The signing of Pudge marks the second strange move of the winter meetings for the Nationals. It seems a little bit much to be giving the 38-year-old Rodriguez a guaranteed two-year deal at an annual salary of $2.5 million dollars. Catcher is some what of a question mark for the Nationals as promising starter, Jesus Flores, has yet to play over 90 games in a major league season. However, when healthy Flores should be the clear cut starter. Sure, Pudge is still a solid defensive catcher, and he brings "veteran presence," but paying $2.5 million dollars to a guy you're rather see a back-up seems like a waste of money.
Offensively, Rodriguez is a shell of the hitter he was in the late 90s and he hasn't had a .330 wOBA season since 2006. As for his mentor skills, his approach at the plate is not something you want your younger player to pick up on. He's earned less than 5.5% walks for five straight seasons and carried an O-Swing% around 40 the past three. Like Brian Bruney, it's not a terrible pick-up, but it's not something that really improves this team a whole lot.
The other deal that went down involved Brad Penny, who signs a one-year deal for the second straight offseason. However, unlike last season, he decided it was best to stick to the National League and that's probably the smartest thing for all parties involved. Like former teammate John Smoltz, Penny comes to the Cardinals after a disappointing half season or so with the Boston Red Sox that lead to his release, and ultimately a resurgence in the senior circuit.

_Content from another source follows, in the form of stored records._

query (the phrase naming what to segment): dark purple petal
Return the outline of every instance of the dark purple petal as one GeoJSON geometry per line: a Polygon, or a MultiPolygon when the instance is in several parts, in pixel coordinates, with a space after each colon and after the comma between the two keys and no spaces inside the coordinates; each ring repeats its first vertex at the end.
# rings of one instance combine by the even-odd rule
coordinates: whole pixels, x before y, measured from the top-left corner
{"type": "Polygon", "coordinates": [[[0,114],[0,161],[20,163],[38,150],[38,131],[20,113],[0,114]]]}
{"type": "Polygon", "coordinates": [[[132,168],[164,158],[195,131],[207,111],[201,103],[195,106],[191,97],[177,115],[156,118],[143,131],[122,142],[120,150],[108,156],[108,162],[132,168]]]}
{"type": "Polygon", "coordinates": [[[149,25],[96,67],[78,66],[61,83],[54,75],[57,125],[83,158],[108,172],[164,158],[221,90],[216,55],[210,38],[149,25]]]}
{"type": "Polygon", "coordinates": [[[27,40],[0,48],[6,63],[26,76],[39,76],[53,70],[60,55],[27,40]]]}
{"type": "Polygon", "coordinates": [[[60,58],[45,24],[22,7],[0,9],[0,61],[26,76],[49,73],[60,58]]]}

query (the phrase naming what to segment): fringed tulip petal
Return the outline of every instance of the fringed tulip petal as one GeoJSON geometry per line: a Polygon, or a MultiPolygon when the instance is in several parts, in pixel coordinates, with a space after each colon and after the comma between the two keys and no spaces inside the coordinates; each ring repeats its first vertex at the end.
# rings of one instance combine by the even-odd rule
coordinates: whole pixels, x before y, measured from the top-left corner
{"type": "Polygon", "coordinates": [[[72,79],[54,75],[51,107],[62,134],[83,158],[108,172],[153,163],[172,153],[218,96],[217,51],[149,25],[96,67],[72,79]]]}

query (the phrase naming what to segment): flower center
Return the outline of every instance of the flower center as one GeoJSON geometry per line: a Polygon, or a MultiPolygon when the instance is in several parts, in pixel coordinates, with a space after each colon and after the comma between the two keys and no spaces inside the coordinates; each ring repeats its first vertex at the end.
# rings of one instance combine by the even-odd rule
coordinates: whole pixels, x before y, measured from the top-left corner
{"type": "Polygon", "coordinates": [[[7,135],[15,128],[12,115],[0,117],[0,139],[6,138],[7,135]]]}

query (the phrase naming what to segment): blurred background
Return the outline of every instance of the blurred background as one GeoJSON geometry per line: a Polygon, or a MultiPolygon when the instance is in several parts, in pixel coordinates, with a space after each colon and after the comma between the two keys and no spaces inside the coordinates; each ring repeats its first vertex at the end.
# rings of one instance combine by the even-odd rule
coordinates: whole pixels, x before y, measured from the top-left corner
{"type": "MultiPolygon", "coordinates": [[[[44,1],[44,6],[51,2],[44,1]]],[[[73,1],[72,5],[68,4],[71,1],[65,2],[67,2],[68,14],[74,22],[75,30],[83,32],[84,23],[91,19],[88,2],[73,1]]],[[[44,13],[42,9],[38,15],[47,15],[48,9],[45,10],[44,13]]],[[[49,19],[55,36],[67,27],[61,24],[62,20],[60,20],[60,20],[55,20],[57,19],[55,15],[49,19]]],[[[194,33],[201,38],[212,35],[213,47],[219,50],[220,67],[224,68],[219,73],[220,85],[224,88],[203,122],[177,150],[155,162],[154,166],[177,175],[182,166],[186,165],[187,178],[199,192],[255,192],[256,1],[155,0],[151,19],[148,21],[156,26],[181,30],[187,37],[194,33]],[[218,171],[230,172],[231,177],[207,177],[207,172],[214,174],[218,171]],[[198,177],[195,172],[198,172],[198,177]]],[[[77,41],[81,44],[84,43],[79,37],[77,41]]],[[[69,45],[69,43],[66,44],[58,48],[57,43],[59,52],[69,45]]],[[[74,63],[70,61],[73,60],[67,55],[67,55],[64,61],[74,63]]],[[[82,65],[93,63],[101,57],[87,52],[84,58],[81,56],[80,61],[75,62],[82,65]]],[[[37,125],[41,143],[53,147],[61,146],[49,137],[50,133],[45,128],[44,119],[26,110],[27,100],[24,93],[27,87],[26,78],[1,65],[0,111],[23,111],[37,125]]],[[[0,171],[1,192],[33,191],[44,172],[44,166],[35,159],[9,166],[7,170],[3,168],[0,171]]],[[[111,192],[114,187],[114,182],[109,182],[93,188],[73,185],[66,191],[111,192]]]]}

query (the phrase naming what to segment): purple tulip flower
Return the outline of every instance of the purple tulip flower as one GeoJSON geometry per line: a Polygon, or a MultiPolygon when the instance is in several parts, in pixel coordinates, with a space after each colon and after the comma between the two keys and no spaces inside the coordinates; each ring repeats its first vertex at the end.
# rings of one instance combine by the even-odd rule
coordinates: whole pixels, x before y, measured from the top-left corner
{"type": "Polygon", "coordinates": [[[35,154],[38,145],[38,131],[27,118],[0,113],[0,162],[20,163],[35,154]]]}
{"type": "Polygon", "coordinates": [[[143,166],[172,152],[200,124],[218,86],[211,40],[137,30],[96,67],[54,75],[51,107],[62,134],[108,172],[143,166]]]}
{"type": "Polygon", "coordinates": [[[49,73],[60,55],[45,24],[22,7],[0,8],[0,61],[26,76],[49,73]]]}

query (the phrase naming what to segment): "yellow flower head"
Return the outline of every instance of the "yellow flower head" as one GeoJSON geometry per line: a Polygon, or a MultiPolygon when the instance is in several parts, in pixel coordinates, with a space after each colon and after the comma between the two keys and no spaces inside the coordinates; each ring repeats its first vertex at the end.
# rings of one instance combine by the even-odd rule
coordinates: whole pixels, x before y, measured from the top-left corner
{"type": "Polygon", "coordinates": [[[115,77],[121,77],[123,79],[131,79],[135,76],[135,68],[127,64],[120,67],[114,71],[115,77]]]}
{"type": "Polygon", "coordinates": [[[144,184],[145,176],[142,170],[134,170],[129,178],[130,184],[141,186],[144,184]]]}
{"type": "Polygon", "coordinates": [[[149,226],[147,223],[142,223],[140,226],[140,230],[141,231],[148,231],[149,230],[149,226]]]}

You can easily make the argument that the Red Sox may have cut bait a little too soon with Penny as he was plagued by a high BABIP (.336) during his tenure in Beantown. However, you could make the same argument that his success in San Francisco was also do in part to a low BABIP (.211) and an unsustainable LOB% over 80% (SSS all the way around). I did notice that once he went bay side, Penny started throwing his change up, something he forgot to do in Boston. The slight change in pitch selection led to more ground balls, which makes him a perfect fit for Dave Duncan. Salary-wise, Penny should easily be worth the $7 million dollar tag, if not the entire potential $9 million. Even with a sub-par performance in Boston, he still earned a 2.0 WAR for his time there and a 2.5 overall for the season. He should be good for at least that in 2010, if not more, which puts his estimated value at over the $11 million mark.